Using Algebra to Prove Things
It's a major way we can know something is always true. "Is that always true? How do you know?" are sentences I probably utter in my sleep by now.

Here are some examples

The lovely part about using Algebra to make sense of Geometry is it offers context to hang your algebra on. In that last example, Mat originally ended up with e = -360 because he forgot to distribute the negative. He knew something was wrong, so I asked him to write it on the board so we could help. One of his classmates spotted the error in short order. Sometimes the stuff from the previous course doesn't gel until you have to use it in the next course.

I guess my point is, maybe "Why Algebra?" is the wrong question. If we agree that Mathematics (actual Mathematics involving logical, abstract ways of thinking about how quantities and measurements fit together, generalization, observing and using patterns, making predictions) is a valuable thing for an educated person to learn about, the question seems kind of silly. Of course Algebra. But, maybe we don't all agree with that. Or maybe we should talk about whether the content of Algebra 2 and beyond is valuable for everyone to learn about. Which the CCSS seems to have decided "yes" without consulting anybody. I guess I don't think the question has been very well defined.

Friday, October 12, 2012

Hours of Entertainment (Pew pew!)

Hey did you know underclassmen are almost as easy to entertain with laser pointers as kittens? It's true.

This challenge has had them going on and off for hours.

Hold this:

And move your body from one side of this board to the other:

while keeping the lasers on the stars. (There is a green Expo-marker star drawn on each side of the board.)

Other rules:
  • no changing the angle
  • hold the vertex against your sternum
  • always face the board, and no one stands between you and the board (safety, you know.)
A few of them are getting pretty good at it, so we appointed another kid to trace his path with chalk on the floor.

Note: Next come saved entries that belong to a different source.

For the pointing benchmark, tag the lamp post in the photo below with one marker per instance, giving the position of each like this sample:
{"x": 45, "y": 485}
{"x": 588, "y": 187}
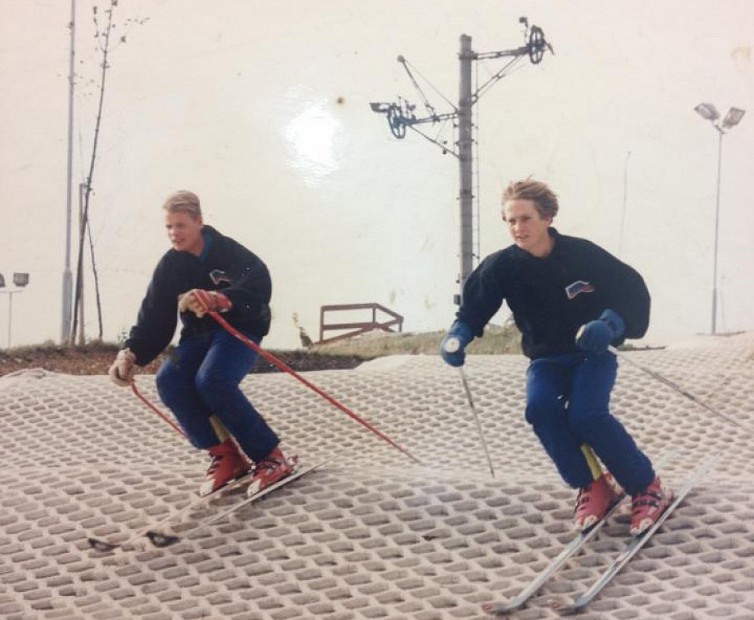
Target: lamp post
{"x": 709, "y": 112}
{"x": 20, "y": 280}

The children. They have some questions.

I know there are boring ways to get this point across with paper and pencil, but LASERS. THAT'S WHY.

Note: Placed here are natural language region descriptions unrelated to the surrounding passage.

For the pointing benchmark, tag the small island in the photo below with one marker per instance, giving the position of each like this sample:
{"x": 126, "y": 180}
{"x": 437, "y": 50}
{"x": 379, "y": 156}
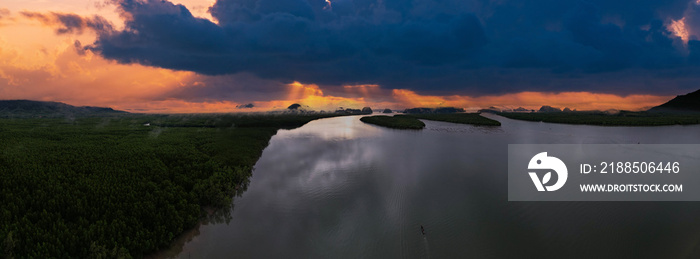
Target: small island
{"x": 461, "y": 118}
{"x": 394, "y": 122}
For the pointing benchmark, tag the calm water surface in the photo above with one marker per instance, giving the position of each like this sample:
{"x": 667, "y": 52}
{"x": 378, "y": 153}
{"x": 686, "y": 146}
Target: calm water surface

Update: David Petersen made a Geogebra file to illustrate what is happening.

Wednesday, October 10, 2012

You Can Have My Compass and Straight Edge

when you pry them out of my cold, dead hands.

I apologize in advance that I'm going to get a little critical of people I don't know who are trying to do a good thing, and are probably very nice. This landed in my inbox today from someone who offhandedly described it as "cute" with no further commentary.

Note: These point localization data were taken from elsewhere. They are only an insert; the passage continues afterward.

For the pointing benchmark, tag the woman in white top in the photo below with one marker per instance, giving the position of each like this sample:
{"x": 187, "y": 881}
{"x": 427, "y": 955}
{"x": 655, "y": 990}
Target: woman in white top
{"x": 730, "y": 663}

"How do we know something is true?" is a big, maybe The Big Question in Geometry. At least, in my course. I hope in yours, too. It's a big, bad, fun, important idea.

Don't get me wrong, the makers of this video did a very slick job with it. It is very, very well done. But I don't get the point of cutesy-ing up exposition on the topic. When is a learner supposed to watch it? Before or after they have looked at a bunch of examples of something and made a conjecture and paused to wonder if that thing always has to be true, and just how they can go about knowing that? Before or after they encounter a surprising consequence of a ho-hum construction? I really, really hope this isn't any learner's introduction to what proof is for. They need to get their brains in the weeds of puzzles they can't leave alone. They need to get their hands dirty. Please, teachers of Geometry. I am begging you, here.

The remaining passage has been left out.